_MG_7906We sat down with Peter Haber and Manfred Mayr of the Salzburg University of Applied Sciences, both conference chairs of the 1st International Data Science Conference that will take place on 12-13 June in Salzburg, Austria. Our FutureTDM symposium will be held during this event: a great fit to actively engage with a community of researchers and practitioners and to hear their views.

This is the first time the event is taking place. Why has this initiative been taken, and what is the main aim of the event?
Everything started with the Salzburg Data Science Symposium in 2014, where we assume that a team of data scientist with different expert knowledge is necessary to analyze data-intensive problems. From this perspective, the idea to establish an international data science conference developed, where industry and science exchange state of the art solutions and their field of application as well swap new approaches and challenges.

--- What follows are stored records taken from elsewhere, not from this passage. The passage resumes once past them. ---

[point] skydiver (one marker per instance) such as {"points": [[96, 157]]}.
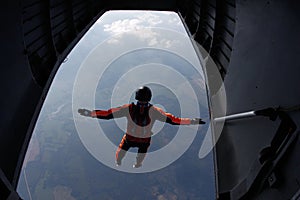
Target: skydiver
{"points": [[140, 119]]}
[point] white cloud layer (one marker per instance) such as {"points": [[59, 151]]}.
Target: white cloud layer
{"points": [[142, 27]]}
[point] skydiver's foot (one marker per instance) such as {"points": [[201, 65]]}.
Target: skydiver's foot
{"points": [[118, 163], [137, 165]]}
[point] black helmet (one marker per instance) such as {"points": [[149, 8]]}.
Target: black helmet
{"points": [[143, 94]]}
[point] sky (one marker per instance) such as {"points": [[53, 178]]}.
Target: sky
{"points": [[120, 51]]}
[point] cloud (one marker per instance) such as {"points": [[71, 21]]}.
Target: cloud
{"points": [[142, 26]]}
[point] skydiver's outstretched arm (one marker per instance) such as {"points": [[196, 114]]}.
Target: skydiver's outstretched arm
{"points": [[171, 119]]}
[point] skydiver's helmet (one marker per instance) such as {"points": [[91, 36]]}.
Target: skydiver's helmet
{"points": [[143, 94]]}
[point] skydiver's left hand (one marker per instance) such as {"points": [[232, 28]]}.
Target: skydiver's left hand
{"points": [[84, 112]]}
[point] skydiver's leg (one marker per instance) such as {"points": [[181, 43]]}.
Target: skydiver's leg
{"points": [[122, 149], [143, 148]]}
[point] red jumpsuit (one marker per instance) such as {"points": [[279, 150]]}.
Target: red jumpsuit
{"points": [[141, 118]]}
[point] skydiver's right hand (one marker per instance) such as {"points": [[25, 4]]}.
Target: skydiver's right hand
{"points": [[84, 112]]}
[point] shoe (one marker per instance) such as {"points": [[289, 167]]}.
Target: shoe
{"points": [[137, 165], [118, 163]]}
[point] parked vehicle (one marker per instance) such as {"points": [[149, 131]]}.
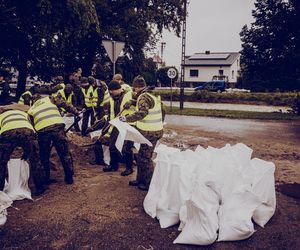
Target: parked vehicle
{"points": [[214, 85]]}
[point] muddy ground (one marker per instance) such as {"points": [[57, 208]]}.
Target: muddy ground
{"points": [[100, 210]]}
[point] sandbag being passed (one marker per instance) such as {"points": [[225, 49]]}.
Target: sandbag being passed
{"points": [[18, 175]]}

Could you tell us more about the focus on two distinct tracks: Research and Industry?
The research track focuses on state of the art scientific approaches in data science from data extraction, data mining, machine learning and science application. The industry track showcases real practitioners of data-driven business and how they use data science to help achieve organizational goals. The talks will concentrate on our broad focus areas of manufacturing, retail and social good. The FutureTDM Symposium complements the conference by giving overarching policy recommendations and sector specific guidelines to help stakeholders overcome the barriers the FutureTDM consortium has identified. Therefore, users of data technologies can meet with peers and exchange ideas and solutions to the practical challenges of the data-driven business.

 

Which topics do you think are most debated at the moment in the international data science field?
Both the scientific as well industry community set the trend towards machine learning. Machine learning is a very complex task. Methods for data analytics like semantical, reasoning or predictive approaches are necessary.

Which barriers to the wider uptake of text and data mining do you see (for either research or industry)?
With the trend to industry 4.0 and the digitalization of the business processes data science as a profession will be getting more and more important. The iDSC 2017 seeks to establish a key data science event fostering the exchange of all stakeholders.